A schematic depicting the connections that relate to the questions below

  1. What homeostatic parameter (blood pH, osmolality, internal temperature, calcium levels, etc) is the environmental change threatening? This can often be measured directly in the lab or intuited from studies on model organisms.

  2. How do sub-PRNs respond to the environmental change? Investigating this question will depend on the scope of the study and a priori knowledge of the sub-PRNs. Potential methods include multi/single tissue transcriptomics, proteomics, or hormone assays.

  3. How does the change in sub-PRNs lead to homeostatic costs?

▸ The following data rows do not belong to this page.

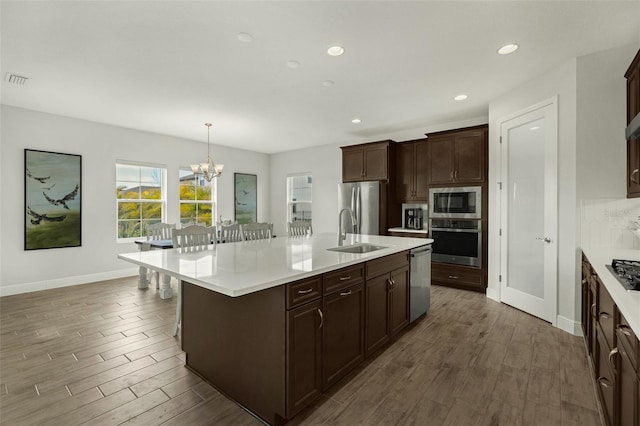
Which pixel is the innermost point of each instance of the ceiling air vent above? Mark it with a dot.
(16, 79)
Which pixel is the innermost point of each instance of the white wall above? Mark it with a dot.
(560, 81)
(601, 120)
(100, 146)
(325, 165)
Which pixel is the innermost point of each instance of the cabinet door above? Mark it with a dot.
(376, 162)
(304, 351)
(377, 309)
(628, 390)
(469, 157)
(404, 176)
(605, 379)
(633, 168)
(399, 300)
(421, 171)
(441, 160)
(352, 164)
(343, 333)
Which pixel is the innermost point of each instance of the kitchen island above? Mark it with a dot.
(274, 323)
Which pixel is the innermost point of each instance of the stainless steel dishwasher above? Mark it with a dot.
(420, 291)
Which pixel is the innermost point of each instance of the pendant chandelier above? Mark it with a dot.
(209, 169)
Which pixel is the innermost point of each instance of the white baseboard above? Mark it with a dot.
(492, 294)
(568, 325)
(66, 282)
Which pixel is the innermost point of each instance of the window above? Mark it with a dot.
(299, 197)
(140, 198)
(197, 198)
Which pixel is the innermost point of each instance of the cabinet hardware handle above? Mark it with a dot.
(612, 353)
(624, 330)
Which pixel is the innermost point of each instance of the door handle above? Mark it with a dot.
(545, 239)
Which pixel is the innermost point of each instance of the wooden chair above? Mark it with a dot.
(231, 233)
(257, 231)
(159, 231)
(299, 228)
(190, 236)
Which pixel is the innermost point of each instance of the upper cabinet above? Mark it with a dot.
(633, 146)
(368, 161)
(458, 156)
(411, 170)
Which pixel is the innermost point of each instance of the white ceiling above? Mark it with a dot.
(170, 66)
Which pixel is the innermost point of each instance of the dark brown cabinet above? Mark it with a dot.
(458, 156)
(342, 332)
(370, 161)
(613, 351)
(412, 159)
(387, 299)
(633, 146)
(304, 353)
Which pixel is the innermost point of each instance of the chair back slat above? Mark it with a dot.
(160, 231)
(257, 231)
(231, 233)
(299, 228)
(193, 235)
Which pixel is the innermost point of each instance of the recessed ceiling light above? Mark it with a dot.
(335, 50)
(246, 37)
(508, 48)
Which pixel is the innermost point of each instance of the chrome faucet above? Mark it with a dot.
(342, 234)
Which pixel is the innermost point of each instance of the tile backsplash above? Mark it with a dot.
(609, 223)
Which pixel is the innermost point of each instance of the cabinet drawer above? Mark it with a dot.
(303, 291)
(457, 277)
(342, 278)
(628, 340)
(606, 314)
(387, 264)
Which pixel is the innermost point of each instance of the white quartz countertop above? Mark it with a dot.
(415, 231)
(628, 301)
(245, 267)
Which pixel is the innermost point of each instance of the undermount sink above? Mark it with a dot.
(358, 248)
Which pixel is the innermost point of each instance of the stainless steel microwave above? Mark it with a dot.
(459, 203)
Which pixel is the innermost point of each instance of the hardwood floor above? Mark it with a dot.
(103, 354)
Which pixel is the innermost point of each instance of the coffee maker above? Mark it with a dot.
(413, 218)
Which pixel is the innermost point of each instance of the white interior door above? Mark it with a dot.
(529, 213)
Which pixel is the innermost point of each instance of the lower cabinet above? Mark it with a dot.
(304, 354)
(343, 333)
(614, 352)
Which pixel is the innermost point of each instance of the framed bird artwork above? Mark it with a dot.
(246, 197)
(52, 200)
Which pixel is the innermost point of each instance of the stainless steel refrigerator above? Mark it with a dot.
(368, 201)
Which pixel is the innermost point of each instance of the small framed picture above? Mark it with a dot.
(52, 200)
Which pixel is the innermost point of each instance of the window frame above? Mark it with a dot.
(213, 201)
(162, 201)
(289, 193)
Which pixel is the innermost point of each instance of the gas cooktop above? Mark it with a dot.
(627, 272)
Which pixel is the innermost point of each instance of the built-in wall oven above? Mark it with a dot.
(456, 203)
(457, 241)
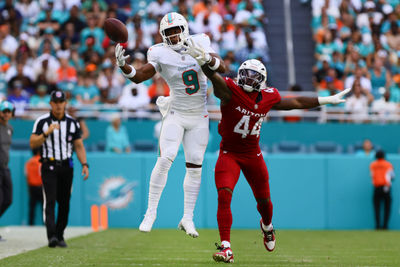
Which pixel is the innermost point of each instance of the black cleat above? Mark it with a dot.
(53, 241)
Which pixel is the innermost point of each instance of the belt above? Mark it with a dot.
(56, 162)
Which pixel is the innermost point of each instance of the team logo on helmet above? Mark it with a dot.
(172, 20)
(252, 75)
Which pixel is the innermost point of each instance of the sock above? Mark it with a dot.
(226, 244)
(265, 210)
(224, 215)
(158, 180)
(191, 188)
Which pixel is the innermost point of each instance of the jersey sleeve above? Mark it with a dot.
(78, 132)
(153, 58)
(203, 40)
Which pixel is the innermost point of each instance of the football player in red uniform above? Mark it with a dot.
(244, 105)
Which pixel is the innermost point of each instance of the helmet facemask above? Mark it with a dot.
(250, 80)
(180, 36)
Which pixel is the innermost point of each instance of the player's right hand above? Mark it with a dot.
(119, 55)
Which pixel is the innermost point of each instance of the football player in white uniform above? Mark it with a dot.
(185, 117)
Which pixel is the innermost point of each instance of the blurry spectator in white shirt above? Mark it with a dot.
(358, 75)
(357, 104)
(159, 7)
(134, 96)
(383, 108)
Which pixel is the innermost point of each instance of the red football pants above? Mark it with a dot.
(227, 172)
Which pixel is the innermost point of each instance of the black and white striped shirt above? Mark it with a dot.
(59, 144)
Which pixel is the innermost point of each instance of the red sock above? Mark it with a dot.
(224, 215)
(265, 210)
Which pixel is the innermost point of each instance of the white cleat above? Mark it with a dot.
(147, 223)
(188, 227)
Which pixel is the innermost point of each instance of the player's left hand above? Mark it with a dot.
(334, 99)
(197, 52)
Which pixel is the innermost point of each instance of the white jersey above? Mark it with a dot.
(186, 80)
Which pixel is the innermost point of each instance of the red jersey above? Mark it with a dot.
(242, 118)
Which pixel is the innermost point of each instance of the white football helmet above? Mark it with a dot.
(252, 75)
(171, 20)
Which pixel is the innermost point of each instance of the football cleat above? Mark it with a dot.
(188, 227)
(269, 238)
(147, 223)
(224, 254)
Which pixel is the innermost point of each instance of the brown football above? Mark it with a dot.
(116, 30)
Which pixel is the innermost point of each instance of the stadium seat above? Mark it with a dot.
(20, 144)
(326, 147)
(289, 147)
(144, 145)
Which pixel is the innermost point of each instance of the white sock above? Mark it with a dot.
(191, 188)
(268, 227)
(158, 180)
(225, 244)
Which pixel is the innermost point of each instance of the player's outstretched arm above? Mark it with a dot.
(213, 60)
(139, 75)
(310, 102)
(221, 90)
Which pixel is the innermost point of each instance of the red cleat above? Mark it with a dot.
(269, 238)
(224, 254)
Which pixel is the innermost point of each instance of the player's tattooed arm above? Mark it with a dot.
(221, 90)
(221, 68)
(143, 73)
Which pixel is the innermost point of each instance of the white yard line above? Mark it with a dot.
(19, 239)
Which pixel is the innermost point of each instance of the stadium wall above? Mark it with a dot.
(385, 135)
(309, 191)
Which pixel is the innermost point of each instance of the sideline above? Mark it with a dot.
(20, 239)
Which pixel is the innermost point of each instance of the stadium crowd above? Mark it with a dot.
(358, 46)
(49, 44)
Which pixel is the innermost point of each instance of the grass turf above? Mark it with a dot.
(129, 247)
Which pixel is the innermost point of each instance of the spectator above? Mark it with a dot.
(382, 174)
(380, 78)
(41, 99)
(357, 104)
(87, 93)
(384, 109)
(367, 149)
(34, 179)
(134, 96)
(117, 139)
(6, 131)
(18, 98)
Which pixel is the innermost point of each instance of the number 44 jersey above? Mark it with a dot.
(186, 80)
(242, 118)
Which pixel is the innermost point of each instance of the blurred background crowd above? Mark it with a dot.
(49, 44)
(357, 44)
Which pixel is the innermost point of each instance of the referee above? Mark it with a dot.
(58, 134)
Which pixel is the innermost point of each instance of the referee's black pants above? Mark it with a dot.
(5, 189)
(382, 194)
(57, 184)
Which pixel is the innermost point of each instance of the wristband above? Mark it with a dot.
(131, 74)
(216, 65)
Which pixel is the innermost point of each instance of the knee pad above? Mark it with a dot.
(224, 198)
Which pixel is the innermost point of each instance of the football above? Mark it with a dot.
(116, 30)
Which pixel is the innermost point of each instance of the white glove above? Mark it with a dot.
(119, 55)
(334, 99)
(197, 52)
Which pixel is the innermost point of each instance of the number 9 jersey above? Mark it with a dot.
(186, 80)
(242, 118)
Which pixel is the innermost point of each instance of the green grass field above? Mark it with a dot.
(129, 247)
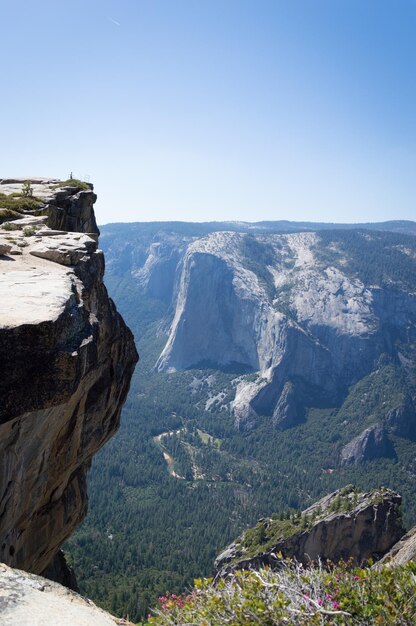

Potential methods include changes in metabolic rate/aerobic scope, assays of chemical markers of stress, and assays of traits related to potential tradeoffs with the homeostatic response.

  4. How does the response of the homeostatic system lead to a change in whole-organism performance? Potential performance metrics include growth rate, body condition change, survival, reproduction rate, locomotor performance, etc.

  5. How does a change in performance impact fitness in a natural or natural-like environment? Many of the whole-organism performance metrics listed above are common fitness proxies and can be used to measure fitness, but it should be emphasized that fitness is best measured in natural or natural-like environments.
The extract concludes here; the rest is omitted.